Thus, a need exists for apparatuses, methods and systems that can accurately and efficiently detect user facial expressions even when the user's face is partially obscured.
Apparatuses, methods, and systems herein facilitate a rapid, efficient mechanism for facial expression detection according to electromyography (EMG) signals. In some implementations, apparatuses, methods and system herein can detect facial expressions according to EMG signals that can operate without significant latency on mobile devices (including but not limited to tablets, smartphones, and/or the like).
For example, in some implementations, systems, methods and apparatuses herein can detect facial expressions according to EMG signals that are obtained from one or more electrodes placed on a face of the user. In some implementations, the electrodes can be unipolar electrodes. The unipolar electrodes can be situated on a mask that contacts the face of the user, such that a number of locations on the upper face of the user are contacted by the unipolar electrodes.
In some implementations, the EMG signals can be preprocessed to remove noise. The noise removal can be common mode removal (i.e., in which interfering signals from one or more neighboring electrodes, and/or from the facemask itself, are removed). After preprocessing the EMG signals, apparatuses, methods and systems can be analyzed to determine roughness.
The EMG signals can also be normalized. Normalization can allow facial expressions to be categorized into one of a number of users. The categorization can subsequently be used to identify facial expressions of new users (e.g., by comparing EMG signals of new users to those categorized from previous users. In some implementations, determinant and non-determinant (e.g., probabilistic) classifiers can be used to classify EMG signals representing facial expressions.
In some implementations, a user state can be determined before classification of the signals is performed. For example, if the user is in a neutral state (i.e., a state in which the user has a neutral expression on his/her face), the structure of the EMG signals (even after normalization) is different from the signals from a non-neutral state (i.e., a state in which the user has a non-neutral expression on his or her face).
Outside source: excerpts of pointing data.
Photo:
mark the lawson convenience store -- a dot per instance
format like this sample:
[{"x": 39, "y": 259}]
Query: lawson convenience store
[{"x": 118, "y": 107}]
Determining whether or not a user is in a neutral state can increase the accuracy of the user's EMG signal classification.
In some implementations, a number of classification methods may be performed as described herein, including but not limited to: a categorization classifier; discriminant analysis (including but not limited to LDA (linear discriminant analysis), QDA (quadratic discriminant analysis) and variations thereof such as sQDA (time series quadratic discriminant analysis)); Riemannian geometry; a linear classifier; a Naïve Bayes Classifier (including but not limited to Bayesian Network classifier); a k-nearest neighbor classifier; a RBF (radial basis function) classifier; and/or a neural network classifier, including but not limited to a Bagging classifier, a SVM (support vector machine) classifier, a NC (node classifier), a NCS (neural classifier system), SCRLDA (Shrunken Centroid Regularized Linear Discriminate and Analysis), a Random Forest, and/or a similar classifier, and/or a combination thereof. Optionally, after classification, the determination of the facial expression of the user is adapted according to one or more adaptation methods, using one or more adaptation methods (for example, by retraining the classifier on a specific expression of the user and/or applying a categorization (pattern matching) algorithm).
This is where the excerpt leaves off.